O Centro Interpretativo do Estado Novo deverá abrir dentro de três meses no Vimieiro, em Santa Comba Dão, terra onde nasceu o ditador António de Oliveira Salazar, noticiou o Expresso. “Este será um local para o estudo da história do Estado Novo. Não um santuário destinado a nacionalistas nem um museu onde se vai diabolizar o estadista de Santa Comba Dão”, afirmou o presidente da câmara de Santa Comba Dão, Leonel Gouveia, ao Expresso.
O autarca eleito pelo PS não revelou qual a direção científica do projeto museológico nem os seus responsáveis, aludindo de acordo com o semanário à ligação do centro interpretativo a uma “Rota das Figuras Históricas” que, dissera o responsável há meses à Lusa, é um projeto com uma associação de desenvolvimento local.
Em declarações ao AbrilAbril, Domingos Abrantes, resistente antifascista, ex-preso político e conselheiro de Estado, lembrou que este objetivo já está há muito tempo em cima da mesa, por parte dos “saudosistas do fascismo”, acrescentando que o significado da iniciativa não pode ser menorizado. “Está em linha de continuidade com uma ofensiva que se tem vindo a intensificar de branqueamento do fascismo”, alertou.
Rebatendo o argumento de que um museu sobre Salazar possa ser neutro, afirmou que “é difícil imaginar que se possa tratar de um museu com vista ao esclarecimento do povo português e, sobretudo das novas gerações, em relação ao que foi o fascismo, a repressão, o obscurantismo, os assassinatos, durante 48 anos, do qual esta figura, não sendo única, é em grande parte responsável”.

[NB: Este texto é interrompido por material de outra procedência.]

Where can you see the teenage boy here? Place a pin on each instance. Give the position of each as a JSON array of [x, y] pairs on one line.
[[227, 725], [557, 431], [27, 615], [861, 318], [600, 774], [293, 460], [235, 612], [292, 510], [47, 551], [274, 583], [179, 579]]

A mesma opinião tem o historiador Manuel Loff que ao jornal Contacto considerou ser uma ideia “terrível” e que pode contribuir para criar um local de culto ao ditador. Ao Contacto, rejeitou as declarações do autarca de Santa Comba Dão e recordou que a democracia se construiu “sobre a rejeição do fascismo”. Defendeu ainda que a haver um espaço deste tipo tem de ter uma leitura crítica sobre o que foi o período da ditadura encabeçada por Salazar recordando que em Espanha as autoridades tentam retirar os restos mortais do ditador Franco do Vale dos Caídos para evitar as homenagens ao fascismo.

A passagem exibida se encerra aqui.